Electronic searches were conducted in AMED, CINAHL, EMBASE, MEDLINE, Google Scholar, PROQUEST, and PsycINFO for qualitative studies reporting Māori consumer experiences of health services and programs in Aotearoa New Zealand from each database inception up to week 2, February 2018. We used search terms using keywords relating to Māori (Māori, First nation, Oceanic ancestry, Native), and qualitative research (Content analysis, Descriptive, Discourse, Exploratory, Grounded theory, Interpretive, Interview, Mixed method, Multi method, Narrative, Phenomenology, Qualitative, Thematic, Theme) and experiences (Attitude, Belief, Experience, Perception, Perspective, Satisfaction, Value, View). Studies that included Māori participants but that did not provide separate data analysis for Māori and non-Māori participants were not eligible.

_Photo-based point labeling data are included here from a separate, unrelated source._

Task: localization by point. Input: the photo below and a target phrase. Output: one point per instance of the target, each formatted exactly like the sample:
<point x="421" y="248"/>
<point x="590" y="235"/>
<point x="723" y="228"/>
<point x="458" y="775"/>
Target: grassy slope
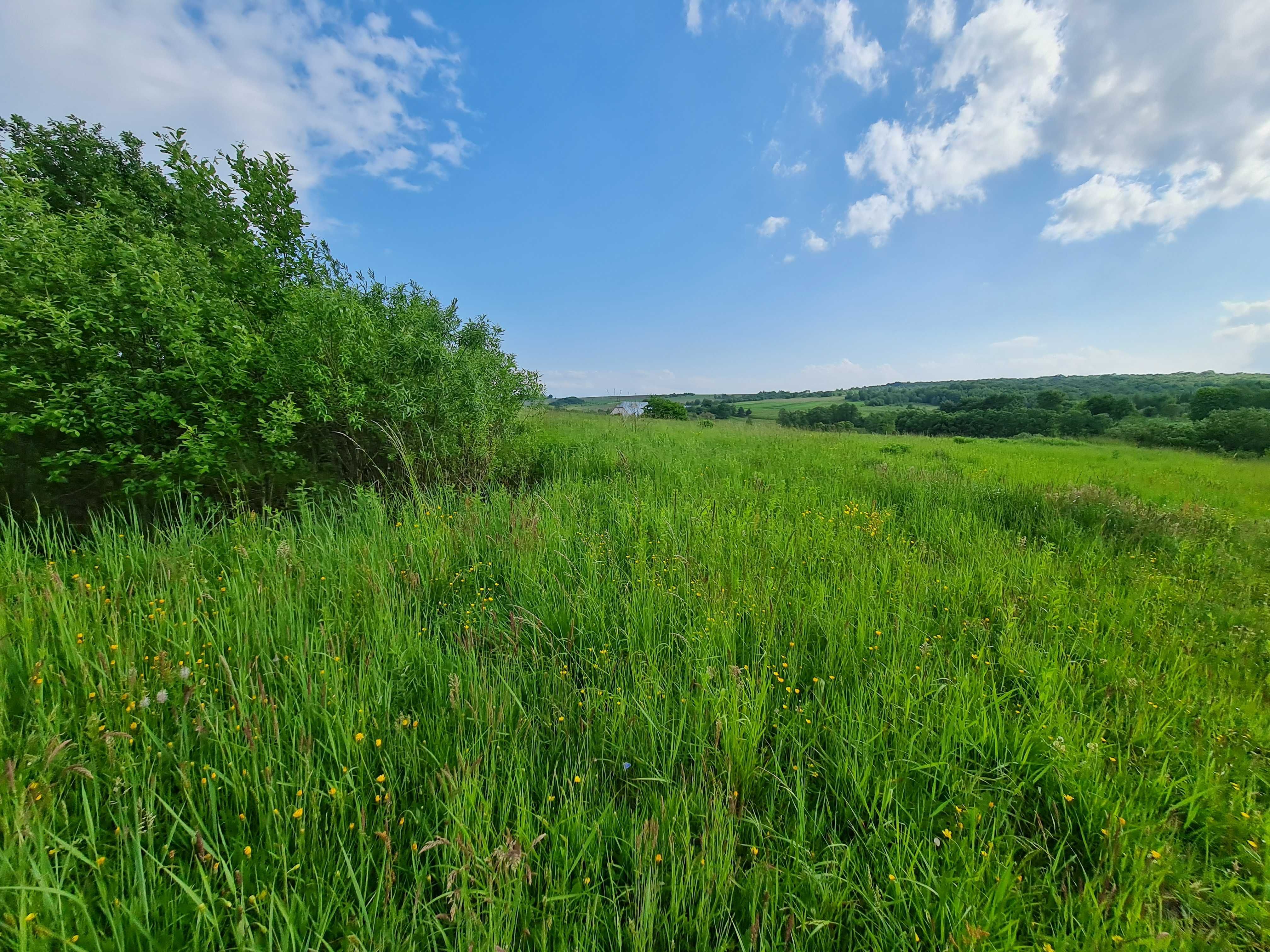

The following basic characteristics were extracted from each study: publication year, methods for ethnicity determination, number of Māori participants, gender, cohort characteristics, health setting, topic, study methodological framework, whether kaupapa Māori methodologies were used and funding source(s). The text of each paper including tables and figures was reviewed in full text by at least two of three authors (SCP, HG, SP) to extract the following from each study: stated purpose of research, determinants of Māori participant experiences, and research responses and recommendations arising from the findings. Two authors independently assessed the transparency of reporting using the Consolidated Criteria for Reporting Qualitative Research (COREQ), which assessed study methodological reporting of the research team, methodologies, context, analysis, and interpretation [18].

The extracted data underwent two cycles of coding by at least two of three authors (SCP, HG, SP). These authors (SCP and SP) have expertise in Māori health research or (HG) are training in Māori health research. Three authors who provided intellectual feedback on the coding also have expertise in Māori health research (TH, CL, LB).

In the first coding cycle, descriptive coding was used to identify the basic topic for each passage of reported data in the results and discussion section of each included study [19]. In the second cycle of coding, the determinants of Māori consumer experiences of the health system (services and programs) were mapped against the World Health Organization Commission for Social Determinants of Health (CSDH) conceptual framework of the determinants, processes and pathways that generate health inequities [16]. The CSDH conceptual framework includes the socioeconomic and political context in which people live (governance, macroeconomic policies, social and public policies and culture and societal values), the socioeconomic positioning of people (social class, gender, racism, education, occupation and income) and the intermediary factors (material circumstances, behaviours and psychosocial factors) which, mediated through health services and programs, determine inequity in health and wellbeing. The actions recommended by researchers arising from the determinants of Māori consumer experiences were mapped against the CSDH framework for strategies tackling social determinants of health inequities. This framework describes a hierarchy of dimensions and directions for: 1) policies to reduce unequal consequences of illness in social, economic and health terms (individual interactions); 2) policies to reduce risk of exposure of disadvantaged people to health-damaging factors (community); 3) policies to reduce exposures of disadvantaged people to health-damaging factors (public policies); and 4) policies on stratification to reduce inequalities and mitigate effects of stratification (environment).